It’s late May and we were gone for two weeks, during which it actually rained. You can imagine. I’m sorry I didn’t take any “Before” pictures. Spent all day yesterday hacking back the Mexican primroses from the sidewalk garden. That it not a nice way to talk about a wildflower, especially such a pretty one, but they do have takeover tendencies and look very raggedy once the first blooms are done. They’ll be back.
Succulents are always doing something interesting and exotic. I keep meaning to write a piece just about succulents. Unfortunately, I have very mixed luck with them; I think they like to be left alone much more than I am prone to do. This one lives in the steel raised bed Floyd made for me last year.
The original purpose for the steel bed, and the cage that sat atop it, was for growing tomatoes in a way that the rodents couldn’t get to the fruit. However, every year I need to relearn the fact that I am constitutionally incapable of growing most foods.
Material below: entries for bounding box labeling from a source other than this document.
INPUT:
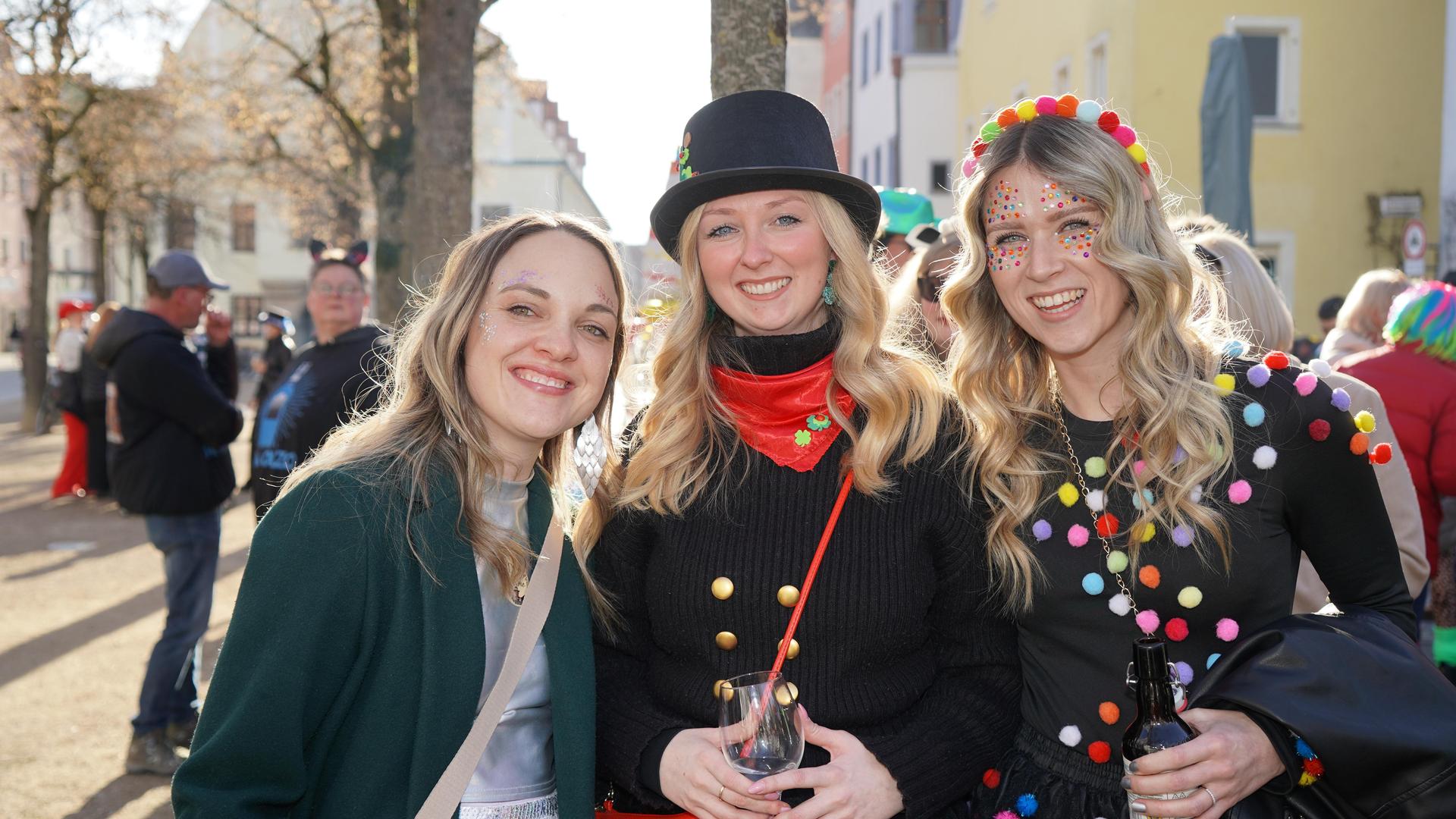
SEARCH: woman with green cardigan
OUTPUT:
[172,214,626,819]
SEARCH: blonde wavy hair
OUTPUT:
[940,117,1235,612]
[280,212,628,617]
[585,191,946,524]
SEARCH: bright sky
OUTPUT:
[93,0,711,245]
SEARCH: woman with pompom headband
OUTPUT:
[940,95,1414,819]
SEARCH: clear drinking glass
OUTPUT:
[718,672,804,781]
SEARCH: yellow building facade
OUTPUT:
[956,0,1456,332]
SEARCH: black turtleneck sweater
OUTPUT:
[592,324,1021,816]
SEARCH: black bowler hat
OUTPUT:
[652,90,880,261]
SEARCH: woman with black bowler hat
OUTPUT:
[578,90,1019,819]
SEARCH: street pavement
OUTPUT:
[0,413,253,819]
So this year, I transformed the fabulous steel planter into a garden of rocks and ignorable perennials.
This guy above lives in a whole different part of the yard, on the north corner of the house beside a little stone patio, and I waited two years for the first blossom. It’s Acca sellowiana, better known at least to me as a pineapple guava (no pineapples and no guavas, story of my life). It’s an evergreen shrub that produces these exotic flowers in the spring. Worth the wait.
I mean to do a whole piece on cactus flowers because they are so amazing. One thing that kills me about them is that little bitty cacti have no problem producing flowers bigger than they are. The one above looked like a big pink hat and, as often happens, lasted one day. The cactus itself is maybe four inches tall.
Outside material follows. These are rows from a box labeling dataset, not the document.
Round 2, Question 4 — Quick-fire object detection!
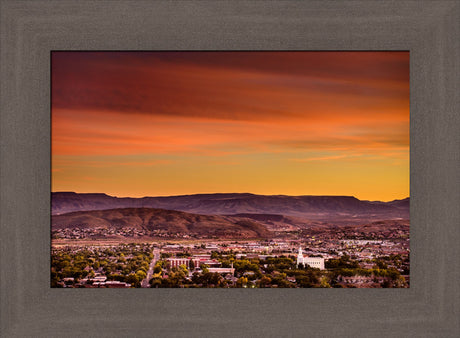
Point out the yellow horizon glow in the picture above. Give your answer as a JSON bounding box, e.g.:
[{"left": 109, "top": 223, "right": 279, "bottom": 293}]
[{"left": 52, "top": 52, "right": 410, "bottom": 201}]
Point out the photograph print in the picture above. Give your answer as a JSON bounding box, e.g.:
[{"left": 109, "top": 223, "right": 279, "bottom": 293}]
[{"left": 50, "top": 51, "right": 410, "bottom": 288}]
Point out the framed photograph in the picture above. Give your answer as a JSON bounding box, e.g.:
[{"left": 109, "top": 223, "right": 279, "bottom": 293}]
[{"left": 0, "top": 1, "right": 460, "bottom": 337}]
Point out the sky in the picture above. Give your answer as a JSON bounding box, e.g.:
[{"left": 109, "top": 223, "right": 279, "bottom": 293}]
[{"left": 51, "top": 52, "right": 409, "bottom": 201}]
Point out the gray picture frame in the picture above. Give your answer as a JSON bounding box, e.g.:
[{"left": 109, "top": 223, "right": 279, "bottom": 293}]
[{"left": 0, "top": 0, "right": 460, "bottom": 337}]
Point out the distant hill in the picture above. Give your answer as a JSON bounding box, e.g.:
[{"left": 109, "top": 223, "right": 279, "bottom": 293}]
[
  {"left": 51, "top": 208, "right": 271, "bottom": 238},
  {"left": 51, "top": 192, "right": 409, "bottom": 221}
]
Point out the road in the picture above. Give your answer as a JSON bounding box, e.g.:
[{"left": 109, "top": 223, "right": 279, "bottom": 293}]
[{"left": 141, "top": 248, "right": 160, "bottom": 288}]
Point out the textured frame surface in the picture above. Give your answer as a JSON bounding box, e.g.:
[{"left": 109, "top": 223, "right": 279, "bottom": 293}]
[{"left": 0, "top": 0, "right": 460, "bottom": 337}]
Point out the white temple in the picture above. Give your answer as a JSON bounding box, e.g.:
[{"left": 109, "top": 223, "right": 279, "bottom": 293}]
[{"left": 297, "top": 246, "right": 324, "bottom": 270}]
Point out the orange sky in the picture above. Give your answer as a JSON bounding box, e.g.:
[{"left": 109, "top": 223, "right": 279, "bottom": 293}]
[{"left": 51, "top": 52, "right": 409, "bottom": 201}]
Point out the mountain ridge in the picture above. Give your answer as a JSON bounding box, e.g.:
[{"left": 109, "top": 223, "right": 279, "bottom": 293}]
[{"left": 51, "top": 192, "right": 410, "bottom": 220}]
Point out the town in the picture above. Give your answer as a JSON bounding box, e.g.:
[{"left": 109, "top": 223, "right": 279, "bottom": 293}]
[{"left": 51, "top": 222, "right": 410, "bottom": 288}]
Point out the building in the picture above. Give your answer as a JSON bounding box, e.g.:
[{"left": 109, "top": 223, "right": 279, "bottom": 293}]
[{"left": 297, "top": 247, "right": 324, "bottom": 270}]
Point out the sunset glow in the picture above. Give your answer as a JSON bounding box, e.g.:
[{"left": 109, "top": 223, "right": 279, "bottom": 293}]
[{"left": 51, "top": 52, "right": 409, "bottom": 201}]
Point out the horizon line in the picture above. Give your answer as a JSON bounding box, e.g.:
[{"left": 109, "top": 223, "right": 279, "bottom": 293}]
[{"left": 51, "top": 190, "right": 410, "bottom": 202}]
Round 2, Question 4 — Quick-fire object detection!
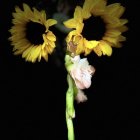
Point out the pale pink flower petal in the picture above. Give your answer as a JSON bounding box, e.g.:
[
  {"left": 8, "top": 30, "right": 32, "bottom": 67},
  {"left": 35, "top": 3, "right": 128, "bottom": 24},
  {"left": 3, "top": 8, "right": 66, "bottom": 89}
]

On a happier note, the duranta (of the family verbenaceae) is finally coming into its own. The first year I planted it, deer came along and ate the tender buds every single time they appeared. I moved one of the duranta into the back yard where it’s safe but gets less sun. This guy lives in the sidewalk garden but has somehow avoided becoming a midnight snack.
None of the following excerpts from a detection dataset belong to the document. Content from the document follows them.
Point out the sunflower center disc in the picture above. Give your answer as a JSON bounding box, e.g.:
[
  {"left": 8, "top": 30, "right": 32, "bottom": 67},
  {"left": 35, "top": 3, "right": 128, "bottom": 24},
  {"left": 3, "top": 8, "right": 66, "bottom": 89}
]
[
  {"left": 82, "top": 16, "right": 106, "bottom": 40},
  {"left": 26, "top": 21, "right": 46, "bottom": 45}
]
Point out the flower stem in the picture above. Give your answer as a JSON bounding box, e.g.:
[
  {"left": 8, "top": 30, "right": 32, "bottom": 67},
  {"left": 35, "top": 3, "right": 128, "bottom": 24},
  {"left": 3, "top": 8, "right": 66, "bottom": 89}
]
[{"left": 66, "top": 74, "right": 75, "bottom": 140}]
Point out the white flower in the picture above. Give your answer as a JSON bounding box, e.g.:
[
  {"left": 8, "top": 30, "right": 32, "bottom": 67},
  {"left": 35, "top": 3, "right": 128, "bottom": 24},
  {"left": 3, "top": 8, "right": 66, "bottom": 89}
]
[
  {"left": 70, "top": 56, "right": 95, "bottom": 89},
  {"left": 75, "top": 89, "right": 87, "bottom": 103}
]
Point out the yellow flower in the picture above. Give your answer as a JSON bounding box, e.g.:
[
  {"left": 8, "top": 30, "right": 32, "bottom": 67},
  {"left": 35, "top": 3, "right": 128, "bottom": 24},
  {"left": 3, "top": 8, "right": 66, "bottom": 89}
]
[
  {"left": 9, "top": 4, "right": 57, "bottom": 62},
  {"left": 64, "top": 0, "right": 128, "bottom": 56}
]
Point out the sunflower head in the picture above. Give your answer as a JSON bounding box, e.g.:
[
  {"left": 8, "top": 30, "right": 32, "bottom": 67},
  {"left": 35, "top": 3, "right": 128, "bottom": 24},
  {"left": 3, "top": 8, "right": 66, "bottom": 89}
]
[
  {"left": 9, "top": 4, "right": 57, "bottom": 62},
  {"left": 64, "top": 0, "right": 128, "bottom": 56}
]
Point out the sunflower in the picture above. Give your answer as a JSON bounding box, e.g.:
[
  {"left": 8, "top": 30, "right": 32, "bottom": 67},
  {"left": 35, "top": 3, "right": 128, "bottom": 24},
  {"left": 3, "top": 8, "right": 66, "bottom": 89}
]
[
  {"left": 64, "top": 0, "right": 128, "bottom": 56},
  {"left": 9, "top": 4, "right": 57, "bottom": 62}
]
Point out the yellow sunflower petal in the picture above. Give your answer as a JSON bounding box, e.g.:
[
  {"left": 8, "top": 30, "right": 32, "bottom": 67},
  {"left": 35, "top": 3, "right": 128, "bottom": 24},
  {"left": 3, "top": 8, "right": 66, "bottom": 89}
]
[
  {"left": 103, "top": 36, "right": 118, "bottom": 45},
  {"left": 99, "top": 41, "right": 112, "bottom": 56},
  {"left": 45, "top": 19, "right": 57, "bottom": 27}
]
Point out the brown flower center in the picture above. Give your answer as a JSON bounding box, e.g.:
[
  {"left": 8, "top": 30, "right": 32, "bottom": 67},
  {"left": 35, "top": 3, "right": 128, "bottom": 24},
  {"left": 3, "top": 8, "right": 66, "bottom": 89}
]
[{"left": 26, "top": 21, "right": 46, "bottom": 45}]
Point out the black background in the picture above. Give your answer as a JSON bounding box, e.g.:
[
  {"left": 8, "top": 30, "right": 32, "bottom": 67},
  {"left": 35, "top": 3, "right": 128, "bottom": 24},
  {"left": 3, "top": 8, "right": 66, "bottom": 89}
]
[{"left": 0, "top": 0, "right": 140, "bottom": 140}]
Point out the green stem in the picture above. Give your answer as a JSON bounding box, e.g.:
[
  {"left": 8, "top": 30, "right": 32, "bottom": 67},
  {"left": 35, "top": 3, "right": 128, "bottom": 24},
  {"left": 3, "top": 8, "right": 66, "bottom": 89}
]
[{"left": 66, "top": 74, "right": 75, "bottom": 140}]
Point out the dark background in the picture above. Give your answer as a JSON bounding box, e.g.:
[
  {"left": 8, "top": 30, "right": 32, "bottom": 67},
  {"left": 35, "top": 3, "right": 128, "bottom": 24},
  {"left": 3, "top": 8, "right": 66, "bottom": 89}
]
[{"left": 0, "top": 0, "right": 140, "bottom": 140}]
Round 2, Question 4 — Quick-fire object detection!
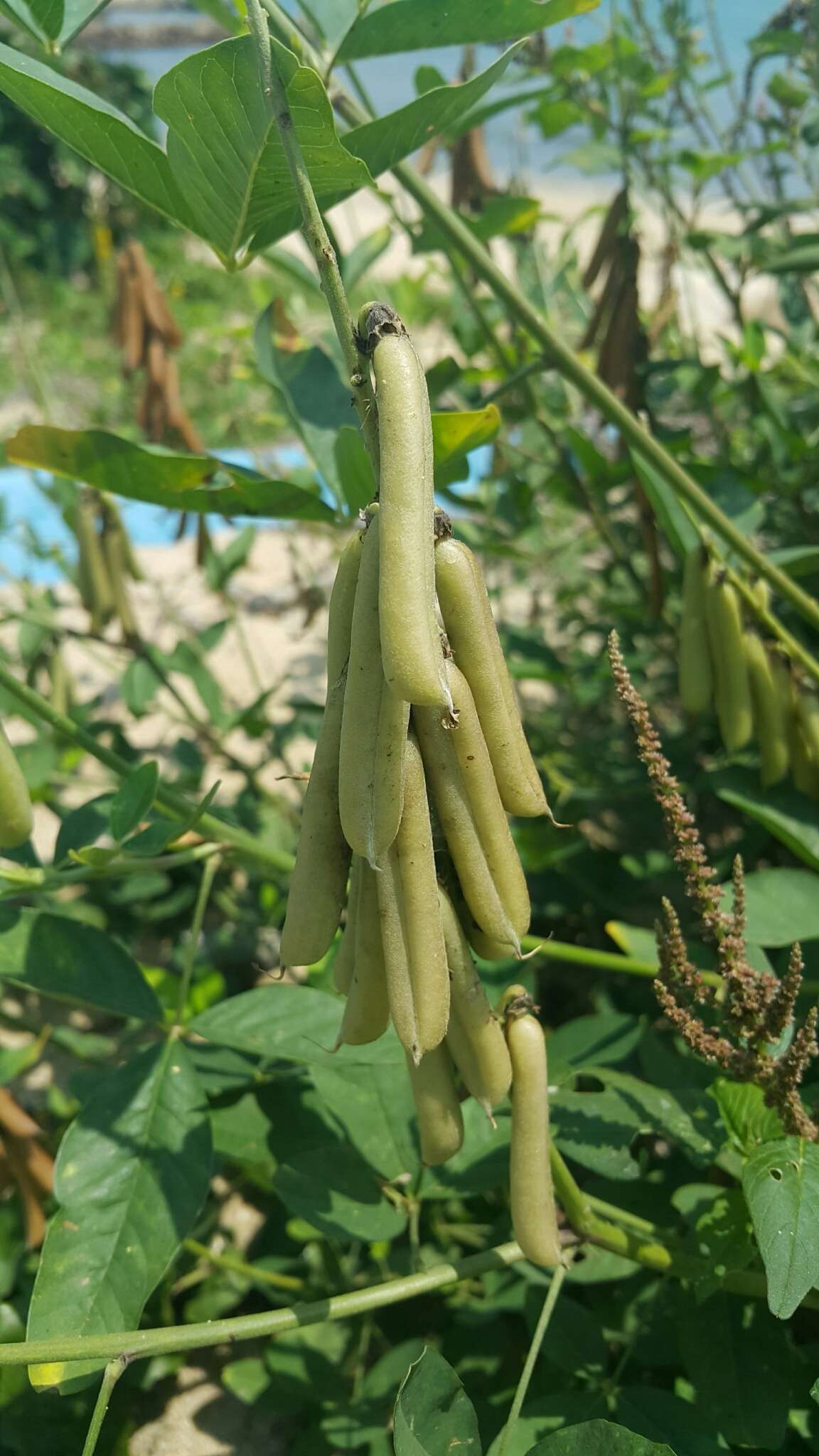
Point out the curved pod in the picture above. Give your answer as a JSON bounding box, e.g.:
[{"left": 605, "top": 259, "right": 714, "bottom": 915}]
[
  {"left": 436, "top": 539, "right": 550, "bottom": 817},
  {"left": 0, "top": 724, "right": 33, "bottom": 849},
  {"left": 407, "top": 1045, "right": 464, "bottom": 1166},
  {"left": 338, "top": 511, "right": 410, "bottom": 869},
  {"left": 282, "top": 537, "right": 361, "bottom": 966},
  {"left": 504, "top": 985, "right": 561, "bottom": 1268},
  {"left": 360, "top": 304, "right": 449, "bottom": 707}
]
For no reason I can explain, the deer visiting this spring had a craving for the buds on the Mutabilis rose in the side yard. This is a great kind of old rose that has blossoms that change color during the day and create a shrub full of pink and pale orange flowers that remind me of my favorite Good Humor popsicle from when I was little – it was half raspberry, half orange. I can never get a good photo of Mutabilis, but this will give you an idea at least of the colors I’m talking about:
Fortunately, I have a spare one of those in the back yard, too. Bwahahahahaha, deer!